Abstract:
Maxillectomy is the surgical removal or resection of the maxilla or upper jaw bone. A total or partial
maxillectomy can be performed depending on how far the tumour has spread. This paper will discuss a
patient diagnosed with an aggressive tumour in half of the top jaw who had to undergo an operation to
remove the hemi-maxilla and orbital floor. Due to the extent and complexity of the defect, it was decided
to manufacture an anatomical model of the hard tissues for planning a possible laser-sintered titanium
implant using Additive Manufacturing (AM). The CRPM had only two weeks to design and manufacture
the titanium implant, due to the severity of the tumour. The anatomical model was sent to the surgeon to
cut the nylon model where the bone resection was planned. Furthermore, the prosthodontist made a wax
model of the planned titanium frame that was reverse- engineered and used as reference geometry in
the design software.Materialise® design suite was used to design the patient-specific maxilla and cutting
jig. The EOS M280 Direct Metal Laser Sintering (DMLS) system was instrumental in achieving the direct
manufacturing of the bio-compatible titanium implant. The EOS P385 system was used to manufacture
the pre-operation planning model as well as the cutting jig.The process chain followed to complete this
case study will be discussed showing how this intervention improved the quality of life of a SA patient.

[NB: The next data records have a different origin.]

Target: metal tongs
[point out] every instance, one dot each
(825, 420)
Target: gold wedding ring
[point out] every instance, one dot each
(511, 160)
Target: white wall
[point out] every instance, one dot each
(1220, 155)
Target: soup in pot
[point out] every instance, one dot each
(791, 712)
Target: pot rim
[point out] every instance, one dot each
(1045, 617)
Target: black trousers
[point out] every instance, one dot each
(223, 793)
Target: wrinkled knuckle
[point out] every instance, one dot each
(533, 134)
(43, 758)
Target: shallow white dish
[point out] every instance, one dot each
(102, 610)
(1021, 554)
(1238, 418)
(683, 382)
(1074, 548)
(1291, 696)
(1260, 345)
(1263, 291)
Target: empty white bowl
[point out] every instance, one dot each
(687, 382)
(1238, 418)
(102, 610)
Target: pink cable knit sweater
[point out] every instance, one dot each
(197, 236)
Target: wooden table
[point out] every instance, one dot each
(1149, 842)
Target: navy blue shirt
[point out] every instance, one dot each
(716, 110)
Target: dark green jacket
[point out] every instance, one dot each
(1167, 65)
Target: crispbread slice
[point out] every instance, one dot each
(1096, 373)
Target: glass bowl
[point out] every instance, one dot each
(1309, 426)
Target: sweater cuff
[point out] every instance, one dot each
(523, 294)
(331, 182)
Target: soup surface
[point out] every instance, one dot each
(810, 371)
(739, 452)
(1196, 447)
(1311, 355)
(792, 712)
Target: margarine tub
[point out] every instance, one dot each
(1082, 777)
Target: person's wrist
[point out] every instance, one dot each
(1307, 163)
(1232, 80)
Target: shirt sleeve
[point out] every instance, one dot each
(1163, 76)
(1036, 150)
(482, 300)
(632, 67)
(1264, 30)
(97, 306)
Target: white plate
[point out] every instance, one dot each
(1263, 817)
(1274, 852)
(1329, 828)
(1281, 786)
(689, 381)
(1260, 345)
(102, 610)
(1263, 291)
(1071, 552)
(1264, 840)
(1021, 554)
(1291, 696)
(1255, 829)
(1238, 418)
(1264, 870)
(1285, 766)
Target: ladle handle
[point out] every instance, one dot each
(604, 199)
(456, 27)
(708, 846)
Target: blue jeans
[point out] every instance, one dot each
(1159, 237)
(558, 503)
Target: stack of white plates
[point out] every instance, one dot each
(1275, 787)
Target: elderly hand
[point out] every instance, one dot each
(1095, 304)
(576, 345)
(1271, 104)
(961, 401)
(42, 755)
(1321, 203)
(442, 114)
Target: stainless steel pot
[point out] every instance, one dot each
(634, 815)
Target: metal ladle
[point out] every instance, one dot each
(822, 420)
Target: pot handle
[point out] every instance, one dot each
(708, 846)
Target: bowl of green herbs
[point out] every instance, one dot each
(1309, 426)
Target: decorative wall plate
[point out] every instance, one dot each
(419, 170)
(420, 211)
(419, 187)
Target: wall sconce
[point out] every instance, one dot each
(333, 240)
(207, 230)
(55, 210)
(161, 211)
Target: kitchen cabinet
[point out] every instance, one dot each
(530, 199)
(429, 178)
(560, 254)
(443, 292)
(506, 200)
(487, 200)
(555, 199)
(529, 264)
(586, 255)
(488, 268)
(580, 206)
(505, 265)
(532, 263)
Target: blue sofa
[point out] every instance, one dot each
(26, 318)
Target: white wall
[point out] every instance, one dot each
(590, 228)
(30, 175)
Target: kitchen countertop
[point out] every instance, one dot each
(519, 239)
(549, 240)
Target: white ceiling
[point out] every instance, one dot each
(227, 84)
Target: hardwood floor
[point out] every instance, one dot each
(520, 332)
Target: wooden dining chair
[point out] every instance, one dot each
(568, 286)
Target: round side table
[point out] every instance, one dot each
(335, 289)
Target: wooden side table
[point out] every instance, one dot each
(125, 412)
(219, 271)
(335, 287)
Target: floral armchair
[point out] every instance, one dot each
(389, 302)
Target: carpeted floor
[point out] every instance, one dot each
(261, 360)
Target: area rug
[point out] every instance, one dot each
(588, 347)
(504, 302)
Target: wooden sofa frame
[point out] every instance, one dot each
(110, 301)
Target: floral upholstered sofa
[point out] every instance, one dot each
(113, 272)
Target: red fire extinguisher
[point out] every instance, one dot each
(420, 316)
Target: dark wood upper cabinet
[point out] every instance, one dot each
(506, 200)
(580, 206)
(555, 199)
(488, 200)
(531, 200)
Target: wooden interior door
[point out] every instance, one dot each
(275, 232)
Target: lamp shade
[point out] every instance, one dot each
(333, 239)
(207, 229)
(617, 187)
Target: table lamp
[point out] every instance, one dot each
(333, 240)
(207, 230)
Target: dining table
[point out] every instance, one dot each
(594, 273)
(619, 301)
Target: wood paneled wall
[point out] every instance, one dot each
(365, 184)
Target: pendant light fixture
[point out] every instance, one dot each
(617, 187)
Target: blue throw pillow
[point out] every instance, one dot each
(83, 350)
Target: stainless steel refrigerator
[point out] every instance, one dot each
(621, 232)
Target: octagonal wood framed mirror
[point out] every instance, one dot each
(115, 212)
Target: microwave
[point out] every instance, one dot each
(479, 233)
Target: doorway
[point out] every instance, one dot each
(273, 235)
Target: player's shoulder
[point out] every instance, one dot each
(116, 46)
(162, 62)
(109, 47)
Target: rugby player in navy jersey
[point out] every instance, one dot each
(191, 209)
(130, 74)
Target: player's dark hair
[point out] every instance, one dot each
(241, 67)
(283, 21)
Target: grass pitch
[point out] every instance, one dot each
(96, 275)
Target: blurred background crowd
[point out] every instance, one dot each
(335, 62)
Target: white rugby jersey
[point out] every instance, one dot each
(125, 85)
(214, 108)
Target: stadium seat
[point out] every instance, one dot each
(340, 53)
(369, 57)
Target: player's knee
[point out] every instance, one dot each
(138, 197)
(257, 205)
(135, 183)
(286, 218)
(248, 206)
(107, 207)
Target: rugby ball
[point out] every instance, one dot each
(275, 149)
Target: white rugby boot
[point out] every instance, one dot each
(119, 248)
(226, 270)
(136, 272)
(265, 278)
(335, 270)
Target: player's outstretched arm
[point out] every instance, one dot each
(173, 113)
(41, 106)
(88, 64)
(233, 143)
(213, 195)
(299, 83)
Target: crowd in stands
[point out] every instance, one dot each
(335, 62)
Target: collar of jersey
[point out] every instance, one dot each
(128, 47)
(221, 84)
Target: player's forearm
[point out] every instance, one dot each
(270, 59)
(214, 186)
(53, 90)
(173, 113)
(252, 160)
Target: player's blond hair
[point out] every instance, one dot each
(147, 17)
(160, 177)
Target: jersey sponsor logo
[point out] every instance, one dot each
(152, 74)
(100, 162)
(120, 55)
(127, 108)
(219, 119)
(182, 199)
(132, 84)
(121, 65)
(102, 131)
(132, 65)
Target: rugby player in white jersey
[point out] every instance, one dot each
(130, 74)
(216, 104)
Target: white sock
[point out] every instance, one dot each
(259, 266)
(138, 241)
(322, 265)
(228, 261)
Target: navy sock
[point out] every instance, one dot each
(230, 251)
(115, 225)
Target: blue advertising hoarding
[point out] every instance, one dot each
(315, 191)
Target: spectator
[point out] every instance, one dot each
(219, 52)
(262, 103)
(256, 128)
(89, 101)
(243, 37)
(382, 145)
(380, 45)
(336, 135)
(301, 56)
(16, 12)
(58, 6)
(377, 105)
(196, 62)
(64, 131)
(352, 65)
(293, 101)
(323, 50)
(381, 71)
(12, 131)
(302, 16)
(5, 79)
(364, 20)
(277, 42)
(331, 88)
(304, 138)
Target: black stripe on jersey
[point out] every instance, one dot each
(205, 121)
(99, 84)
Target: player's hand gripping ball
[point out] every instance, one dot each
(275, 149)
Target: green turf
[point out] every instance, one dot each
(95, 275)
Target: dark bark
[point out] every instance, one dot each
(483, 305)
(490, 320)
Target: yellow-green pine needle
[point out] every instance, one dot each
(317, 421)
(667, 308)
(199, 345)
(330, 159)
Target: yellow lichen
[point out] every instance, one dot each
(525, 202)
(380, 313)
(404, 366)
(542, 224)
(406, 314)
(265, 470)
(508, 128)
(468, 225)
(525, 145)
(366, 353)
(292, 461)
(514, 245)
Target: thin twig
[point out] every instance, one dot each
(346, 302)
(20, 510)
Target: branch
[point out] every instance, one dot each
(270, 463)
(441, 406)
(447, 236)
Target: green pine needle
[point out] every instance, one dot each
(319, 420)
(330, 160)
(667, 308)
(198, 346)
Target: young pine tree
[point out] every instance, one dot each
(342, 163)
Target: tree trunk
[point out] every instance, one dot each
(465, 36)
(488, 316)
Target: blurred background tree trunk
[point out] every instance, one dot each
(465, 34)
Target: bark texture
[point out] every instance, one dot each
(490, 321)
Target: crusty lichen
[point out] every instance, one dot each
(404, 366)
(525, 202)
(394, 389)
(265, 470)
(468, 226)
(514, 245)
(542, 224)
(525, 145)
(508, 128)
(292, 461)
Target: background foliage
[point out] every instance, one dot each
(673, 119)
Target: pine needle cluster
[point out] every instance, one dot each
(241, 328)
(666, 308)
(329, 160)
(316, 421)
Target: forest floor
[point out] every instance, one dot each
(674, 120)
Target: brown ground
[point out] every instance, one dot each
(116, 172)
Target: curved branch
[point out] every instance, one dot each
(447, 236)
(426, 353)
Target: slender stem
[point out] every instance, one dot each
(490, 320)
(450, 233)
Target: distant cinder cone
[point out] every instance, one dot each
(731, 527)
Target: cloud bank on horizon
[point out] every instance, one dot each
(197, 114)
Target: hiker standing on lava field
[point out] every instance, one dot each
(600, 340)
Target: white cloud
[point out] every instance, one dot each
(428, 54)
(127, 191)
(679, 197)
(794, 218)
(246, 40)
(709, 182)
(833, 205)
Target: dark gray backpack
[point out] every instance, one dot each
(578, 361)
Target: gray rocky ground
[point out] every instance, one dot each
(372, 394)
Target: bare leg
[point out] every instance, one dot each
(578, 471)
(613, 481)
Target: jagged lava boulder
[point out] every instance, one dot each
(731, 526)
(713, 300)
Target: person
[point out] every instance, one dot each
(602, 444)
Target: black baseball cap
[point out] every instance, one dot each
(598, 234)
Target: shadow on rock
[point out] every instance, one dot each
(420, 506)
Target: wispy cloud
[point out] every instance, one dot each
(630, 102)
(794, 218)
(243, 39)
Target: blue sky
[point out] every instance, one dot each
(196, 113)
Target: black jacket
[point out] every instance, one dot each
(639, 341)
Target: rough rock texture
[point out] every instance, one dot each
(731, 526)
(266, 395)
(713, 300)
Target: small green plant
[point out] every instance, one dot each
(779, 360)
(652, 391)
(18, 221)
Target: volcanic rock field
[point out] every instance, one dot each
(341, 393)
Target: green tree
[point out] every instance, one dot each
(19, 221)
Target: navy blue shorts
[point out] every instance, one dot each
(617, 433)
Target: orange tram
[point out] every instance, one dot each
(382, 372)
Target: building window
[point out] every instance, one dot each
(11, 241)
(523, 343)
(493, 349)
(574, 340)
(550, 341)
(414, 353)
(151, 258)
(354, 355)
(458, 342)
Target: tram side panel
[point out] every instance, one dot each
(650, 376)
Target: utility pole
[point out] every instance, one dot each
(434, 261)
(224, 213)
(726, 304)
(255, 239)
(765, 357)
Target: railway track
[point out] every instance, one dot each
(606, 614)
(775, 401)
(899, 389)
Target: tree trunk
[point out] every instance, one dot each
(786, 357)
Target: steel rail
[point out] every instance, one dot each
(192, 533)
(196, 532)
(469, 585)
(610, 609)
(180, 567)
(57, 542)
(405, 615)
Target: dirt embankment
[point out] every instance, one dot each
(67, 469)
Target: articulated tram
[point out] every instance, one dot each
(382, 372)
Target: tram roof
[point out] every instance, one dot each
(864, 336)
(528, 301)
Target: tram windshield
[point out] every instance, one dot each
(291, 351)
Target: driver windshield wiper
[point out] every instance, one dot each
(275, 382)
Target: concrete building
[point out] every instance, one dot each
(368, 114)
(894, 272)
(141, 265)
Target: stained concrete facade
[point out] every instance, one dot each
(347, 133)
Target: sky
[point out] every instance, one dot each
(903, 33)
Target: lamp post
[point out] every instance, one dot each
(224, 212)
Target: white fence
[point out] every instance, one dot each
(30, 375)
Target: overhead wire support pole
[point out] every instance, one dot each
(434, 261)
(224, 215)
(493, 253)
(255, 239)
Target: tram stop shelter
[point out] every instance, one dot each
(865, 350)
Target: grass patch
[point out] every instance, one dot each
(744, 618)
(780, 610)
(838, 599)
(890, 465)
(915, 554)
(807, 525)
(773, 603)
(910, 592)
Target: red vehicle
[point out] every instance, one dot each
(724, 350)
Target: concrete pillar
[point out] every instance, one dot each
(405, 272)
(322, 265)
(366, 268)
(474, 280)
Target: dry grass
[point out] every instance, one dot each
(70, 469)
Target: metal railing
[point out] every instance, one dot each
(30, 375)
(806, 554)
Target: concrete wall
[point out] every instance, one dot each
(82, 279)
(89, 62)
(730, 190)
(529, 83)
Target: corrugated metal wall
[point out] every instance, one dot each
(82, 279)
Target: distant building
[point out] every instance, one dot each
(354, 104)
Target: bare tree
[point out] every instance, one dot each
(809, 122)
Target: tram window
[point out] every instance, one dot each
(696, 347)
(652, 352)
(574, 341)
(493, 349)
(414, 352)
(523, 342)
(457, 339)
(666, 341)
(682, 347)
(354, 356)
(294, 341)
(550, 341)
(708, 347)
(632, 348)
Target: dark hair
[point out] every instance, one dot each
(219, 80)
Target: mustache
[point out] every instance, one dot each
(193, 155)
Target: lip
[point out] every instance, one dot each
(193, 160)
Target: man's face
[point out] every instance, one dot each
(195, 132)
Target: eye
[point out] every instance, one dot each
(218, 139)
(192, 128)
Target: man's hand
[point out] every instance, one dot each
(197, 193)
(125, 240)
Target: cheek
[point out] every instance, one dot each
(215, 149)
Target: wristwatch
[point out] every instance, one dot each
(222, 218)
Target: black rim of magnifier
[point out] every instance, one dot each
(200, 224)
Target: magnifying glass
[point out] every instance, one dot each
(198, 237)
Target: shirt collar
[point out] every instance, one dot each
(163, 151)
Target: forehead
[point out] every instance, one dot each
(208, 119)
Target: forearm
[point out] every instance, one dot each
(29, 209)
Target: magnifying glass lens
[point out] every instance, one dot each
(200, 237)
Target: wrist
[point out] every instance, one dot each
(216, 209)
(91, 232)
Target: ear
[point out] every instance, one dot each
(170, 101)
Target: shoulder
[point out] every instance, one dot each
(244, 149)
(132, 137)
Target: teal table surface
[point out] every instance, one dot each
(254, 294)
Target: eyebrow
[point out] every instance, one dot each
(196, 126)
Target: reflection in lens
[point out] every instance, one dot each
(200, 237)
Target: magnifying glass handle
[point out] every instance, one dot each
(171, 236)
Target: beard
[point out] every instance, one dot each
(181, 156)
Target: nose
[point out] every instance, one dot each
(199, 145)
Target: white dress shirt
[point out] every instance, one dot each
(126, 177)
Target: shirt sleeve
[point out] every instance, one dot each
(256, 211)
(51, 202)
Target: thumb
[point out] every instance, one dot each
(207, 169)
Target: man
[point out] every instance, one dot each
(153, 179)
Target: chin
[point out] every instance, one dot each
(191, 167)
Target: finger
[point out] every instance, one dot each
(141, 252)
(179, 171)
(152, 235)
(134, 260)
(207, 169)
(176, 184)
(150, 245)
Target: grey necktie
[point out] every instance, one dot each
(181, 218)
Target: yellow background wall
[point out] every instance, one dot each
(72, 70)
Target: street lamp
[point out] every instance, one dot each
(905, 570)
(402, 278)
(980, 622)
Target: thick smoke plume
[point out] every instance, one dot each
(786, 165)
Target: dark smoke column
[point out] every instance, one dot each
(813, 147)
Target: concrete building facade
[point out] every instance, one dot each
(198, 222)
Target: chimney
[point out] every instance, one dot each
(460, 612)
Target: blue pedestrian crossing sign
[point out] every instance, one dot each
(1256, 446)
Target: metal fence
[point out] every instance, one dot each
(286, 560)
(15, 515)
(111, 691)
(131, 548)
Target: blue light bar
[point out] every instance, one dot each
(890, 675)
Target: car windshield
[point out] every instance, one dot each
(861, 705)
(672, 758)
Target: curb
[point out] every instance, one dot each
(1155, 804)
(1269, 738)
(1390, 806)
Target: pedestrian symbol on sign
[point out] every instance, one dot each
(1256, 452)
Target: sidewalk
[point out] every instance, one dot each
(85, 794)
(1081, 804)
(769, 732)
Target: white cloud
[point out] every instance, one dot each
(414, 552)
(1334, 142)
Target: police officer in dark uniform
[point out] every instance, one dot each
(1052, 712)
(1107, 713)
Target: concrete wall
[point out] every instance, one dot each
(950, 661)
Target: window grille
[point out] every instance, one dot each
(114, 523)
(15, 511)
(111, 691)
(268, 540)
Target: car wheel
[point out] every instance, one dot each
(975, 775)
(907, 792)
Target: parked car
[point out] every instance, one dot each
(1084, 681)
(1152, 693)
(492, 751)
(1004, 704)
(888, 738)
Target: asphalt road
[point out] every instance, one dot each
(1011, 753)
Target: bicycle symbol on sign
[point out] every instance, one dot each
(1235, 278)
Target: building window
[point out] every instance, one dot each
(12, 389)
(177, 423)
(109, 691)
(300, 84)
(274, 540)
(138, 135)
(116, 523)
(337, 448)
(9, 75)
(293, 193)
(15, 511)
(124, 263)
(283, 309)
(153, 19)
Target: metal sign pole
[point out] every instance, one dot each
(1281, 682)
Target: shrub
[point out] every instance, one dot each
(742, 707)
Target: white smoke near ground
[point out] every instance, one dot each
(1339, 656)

Furthermore, the proposed paper and presentation will discuss the post-operation review of the patient
showing the impact AM had in accelerating patient-specific implant manufacturing. The authors seek to
claim a progressed level of maturity in the proposed manufacturing value chain. The claim is based on
the successful completion of the analysis and synthesis of the problem , the validated proof-of-concept of
the manufacturing process and the in-vivo implementation of the final product.